Le kitsch

Le débat entre ceux qui affirment que l’univers a été créé par Dieu et ceux qui pensent qu’il est apparu tout seul concerne quelque chose qui dépasse notre entendement et notre expérience. Autrement réelle est la différence entre ceux qui contestent l’être tel qu’il a été donné à l’homme (peu importe comment et par qui) et ceux qui y adhèrent sans réserve.

Derrière toutes les croyances européennes, qu’elles soient religieuses ou politiques, il y a le premier chapitre de la Genèse, d’où il découle que le monde a été créé comme il fallait qu’il le fût, que l’être est bon et que c’est donc une bonne chose de procréer. Appelons cette croyance fondamentale accord catégorique avec l’être.

Si, récemment encore, dans les livres, le mot merde était remplacé par des pointillés, ce n’était pas pour des raisons morales. On ne va tout de même pas prétendre que la merde est immorale ! Le désaccord avec la merde est métaphysique. L’instant de la défécation est la preuve quotidienne du caractère inacceptable de la Création. De deux choses l’une : ou bien la merde est acceptable (alors ne vous enfermez pas à clé dans les waters !), ou bien la manière dont on nous a créés est inadmissible.

Il s’ensuit que l’accord catégorique avec l’être a pour idéal esthétique un monde où la merde est niée et où chacun se comporte comme si elle n’existait pas. Cet idéal esthétique s’appelle le kitsch.

C’est un mot allemand qui est apparu au milieu du XIXe siècle sentimental et qui s’est ensuite répandu dans toutes les langues. Mais l’utilisation fréquente qui en est faite a gommé sa valeur métaphysique originelle : le kitsch, par essence, est la négation absolue de la merde; au sens littéral comme au sens figuré : le kitsch exclut de son champ de vision tout ce que l’existence humaine a d’essentiellement inacceptable.

[…]

Le kitsch fait naître coup sur coup deux larmes d’émotion. La première larme dit : Comme c’est beau, des gosses courant sur une pelouse !

La deuxième larme dit : Comme c’est beau d’être ému avec toute l’humanité à la vue de gosses courant sur une pelouse !

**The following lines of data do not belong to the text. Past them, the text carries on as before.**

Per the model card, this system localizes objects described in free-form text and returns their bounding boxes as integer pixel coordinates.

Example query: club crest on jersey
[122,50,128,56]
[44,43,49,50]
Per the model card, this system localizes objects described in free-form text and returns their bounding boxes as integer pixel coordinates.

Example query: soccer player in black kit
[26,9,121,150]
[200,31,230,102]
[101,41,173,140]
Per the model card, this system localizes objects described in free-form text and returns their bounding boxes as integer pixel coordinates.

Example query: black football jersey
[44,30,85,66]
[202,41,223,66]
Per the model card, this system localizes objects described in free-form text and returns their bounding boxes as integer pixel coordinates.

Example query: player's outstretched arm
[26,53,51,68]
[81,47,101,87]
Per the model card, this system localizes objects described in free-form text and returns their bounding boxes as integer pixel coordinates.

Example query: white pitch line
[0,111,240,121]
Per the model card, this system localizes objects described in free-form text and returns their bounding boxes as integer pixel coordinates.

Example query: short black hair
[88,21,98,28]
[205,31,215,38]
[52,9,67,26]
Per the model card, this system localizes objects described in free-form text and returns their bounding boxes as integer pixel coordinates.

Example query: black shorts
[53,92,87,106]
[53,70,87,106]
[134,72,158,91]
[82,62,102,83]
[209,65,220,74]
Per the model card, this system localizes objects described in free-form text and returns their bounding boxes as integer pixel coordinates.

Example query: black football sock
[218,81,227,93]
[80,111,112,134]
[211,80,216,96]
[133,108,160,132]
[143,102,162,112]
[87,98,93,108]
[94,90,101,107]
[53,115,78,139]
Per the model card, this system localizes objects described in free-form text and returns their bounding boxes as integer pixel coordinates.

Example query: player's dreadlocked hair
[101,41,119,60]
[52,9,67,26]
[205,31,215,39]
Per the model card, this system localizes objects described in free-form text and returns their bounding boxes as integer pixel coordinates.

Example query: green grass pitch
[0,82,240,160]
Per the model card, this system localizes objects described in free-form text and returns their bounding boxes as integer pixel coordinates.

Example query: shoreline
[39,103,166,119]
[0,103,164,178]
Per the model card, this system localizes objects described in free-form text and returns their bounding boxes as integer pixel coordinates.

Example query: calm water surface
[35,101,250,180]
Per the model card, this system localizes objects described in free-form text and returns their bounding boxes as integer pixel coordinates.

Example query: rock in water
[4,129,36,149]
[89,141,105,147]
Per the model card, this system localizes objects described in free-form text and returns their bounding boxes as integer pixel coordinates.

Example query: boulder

Seule cette deuxième larme fait que le kitsch est le kitsch.

La fraternité de tous les hommes ne pourra jamais avoir d’autre base que le kitsch.

[…]

Le kitsch est l’idéal esthétique de tous les hommes politiques, de tous les partis et de tous les mouvements politiques.

Dans une société où plusieurs courants politiques coexistent et où leur influence s’annule ou se limite mutuellement, on peut encore échapper plus ou moins à l’inquisition du kitsch ; l’individu peut sauvegarder son originalité et l’artiste créer des œuvres inattendues. Mais là où un seul parti politique détient tout le pouvoir, on se trouve d’emblée au royaume du kitsch totalitaire.

Si je dis totalitaire, c’est parce que tout ce qui porte atteinte au kitsch est banni de la vie : toute manifestation d’individualisme (toute discordance est un crachat jeté au visage de la souriante fraternité), tout scepticisme (qui commence à douter du moindre détail finit par mettre en doute la vie en tant que telle), l’ironie (parce qu’au royaume du kitsch tout doit être pris au sérieux), mais aussi la mère qui a abandonné sa famille ou l’homme qui préfère les hommes aux femmes et menace ainsi le sacrosaint « aimez-vous et multipliez ».

De ce point de vue, ce qu’on appelle le goulag peut être considéré comme une fosse septique où le kitsch totalitaire jette ses ordures.

Milan Kundera, L’insoutenable légèreté de l’être, trad. François Kérel, Paris, Gallimard, coll. « nrf »,1984, pp.311-312 ; 315-316.